Oxidative metabolism of estrogens in cancer initiation and prevention

Oxidative metabolism of the estrogens estrone (E₁) and estradiol (E₂) is the critical event in the initiation of cancer by estrogens. E₁ and E₂ are oxidized by cytochrome P450 (CYP) to the catechol estrogens 2-OHE₁(E₂) and 4-OHE₁(E₂) and then to the catechol estrogen quinones, which react with DNA to form estrogen-DNA adducts. The E₁(E₂)-3,4-quinones [E₁(E₂)-3,4-Q] react predominantly with DNA to form the depurinating adducts 4-OHE₁(E₂)-1-N3Ade and 4-OHE₁(E₂)-1-N7Gua. Loss of these adducts forms apurinic sites in the DNA that can generate mutations leading to the initiation of cancer. When estrogen metabolism becomes unbalanced toward oxidation, larger amounts of adducts are formed, and the risk of initiating cancer is greater.

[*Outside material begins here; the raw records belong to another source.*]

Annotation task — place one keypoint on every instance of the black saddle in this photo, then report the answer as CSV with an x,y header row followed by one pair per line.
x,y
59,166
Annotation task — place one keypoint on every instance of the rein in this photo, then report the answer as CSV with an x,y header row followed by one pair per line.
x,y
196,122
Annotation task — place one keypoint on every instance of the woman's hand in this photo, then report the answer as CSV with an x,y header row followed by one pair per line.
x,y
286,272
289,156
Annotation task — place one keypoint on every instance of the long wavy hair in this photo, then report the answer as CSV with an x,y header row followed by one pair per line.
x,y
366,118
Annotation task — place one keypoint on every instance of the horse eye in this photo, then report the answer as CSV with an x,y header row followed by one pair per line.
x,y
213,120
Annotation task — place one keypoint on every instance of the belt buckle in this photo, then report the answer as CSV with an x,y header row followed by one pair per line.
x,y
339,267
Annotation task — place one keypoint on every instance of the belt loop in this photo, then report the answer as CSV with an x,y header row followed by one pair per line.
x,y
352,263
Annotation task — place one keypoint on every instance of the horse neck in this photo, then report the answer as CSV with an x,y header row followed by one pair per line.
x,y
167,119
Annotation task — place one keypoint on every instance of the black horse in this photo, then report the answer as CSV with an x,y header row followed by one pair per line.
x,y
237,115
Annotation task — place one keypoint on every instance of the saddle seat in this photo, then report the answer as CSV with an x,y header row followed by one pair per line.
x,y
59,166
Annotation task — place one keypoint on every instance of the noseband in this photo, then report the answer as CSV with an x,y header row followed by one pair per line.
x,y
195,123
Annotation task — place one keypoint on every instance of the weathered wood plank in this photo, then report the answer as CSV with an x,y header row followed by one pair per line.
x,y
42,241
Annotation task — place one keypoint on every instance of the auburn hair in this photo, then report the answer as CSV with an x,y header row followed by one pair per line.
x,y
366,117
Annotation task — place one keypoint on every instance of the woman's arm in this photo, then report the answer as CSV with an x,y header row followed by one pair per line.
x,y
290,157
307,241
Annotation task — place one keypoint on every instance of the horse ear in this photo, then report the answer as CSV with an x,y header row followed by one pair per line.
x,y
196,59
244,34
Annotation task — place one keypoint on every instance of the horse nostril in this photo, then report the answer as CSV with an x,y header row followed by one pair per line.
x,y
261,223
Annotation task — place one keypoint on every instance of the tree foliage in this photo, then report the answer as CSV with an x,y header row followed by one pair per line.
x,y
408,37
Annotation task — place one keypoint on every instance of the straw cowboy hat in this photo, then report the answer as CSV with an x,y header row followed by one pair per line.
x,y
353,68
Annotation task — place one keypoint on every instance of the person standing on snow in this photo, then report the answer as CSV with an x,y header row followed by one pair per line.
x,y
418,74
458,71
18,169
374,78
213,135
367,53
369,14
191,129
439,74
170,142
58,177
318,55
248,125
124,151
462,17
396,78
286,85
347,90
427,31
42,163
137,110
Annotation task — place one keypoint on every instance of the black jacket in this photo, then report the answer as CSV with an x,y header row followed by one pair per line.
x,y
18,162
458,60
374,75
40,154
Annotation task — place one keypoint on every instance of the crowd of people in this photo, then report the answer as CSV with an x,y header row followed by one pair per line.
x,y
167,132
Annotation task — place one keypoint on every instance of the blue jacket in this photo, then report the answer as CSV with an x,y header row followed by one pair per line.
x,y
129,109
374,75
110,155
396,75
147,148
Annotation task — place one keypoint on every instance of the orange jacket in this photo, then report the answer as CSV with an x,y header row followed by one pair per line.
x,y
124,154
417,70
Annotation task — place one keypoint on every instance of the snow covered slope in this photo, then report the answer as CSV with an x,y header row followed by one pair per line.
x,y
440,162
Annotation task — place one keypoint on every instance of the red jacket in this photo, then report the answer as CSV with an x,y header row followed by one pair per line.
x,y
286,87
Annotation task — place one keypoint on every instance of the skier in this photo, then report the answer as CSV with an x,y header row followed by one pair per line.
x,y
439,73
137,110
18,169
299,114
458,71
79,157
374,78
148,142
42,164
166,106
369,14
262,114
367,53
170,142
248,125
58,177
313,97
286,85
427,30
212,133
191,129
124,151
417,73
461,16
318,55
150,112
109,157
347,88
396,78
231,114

Women at high risk of developing breast cancer, or diagnosed with the disease, have higher levels of estrogen-DNA adducts than women at normal risk. With unbalanced estrogen metabolism, women are six-times more likely to be diagnosed with ovarian cancer. These results and others in humans and cell culture indicate that unbalanced oxidative metabolism of estrogens with formation of estrogen-DNA adducts is a critical event in the initiation of cancer. Two compounds, N-acetylcysteine and resveratrol, efficiently block formation of estrogen-DNA adducts and, thus, are promising agents to prevent cancer.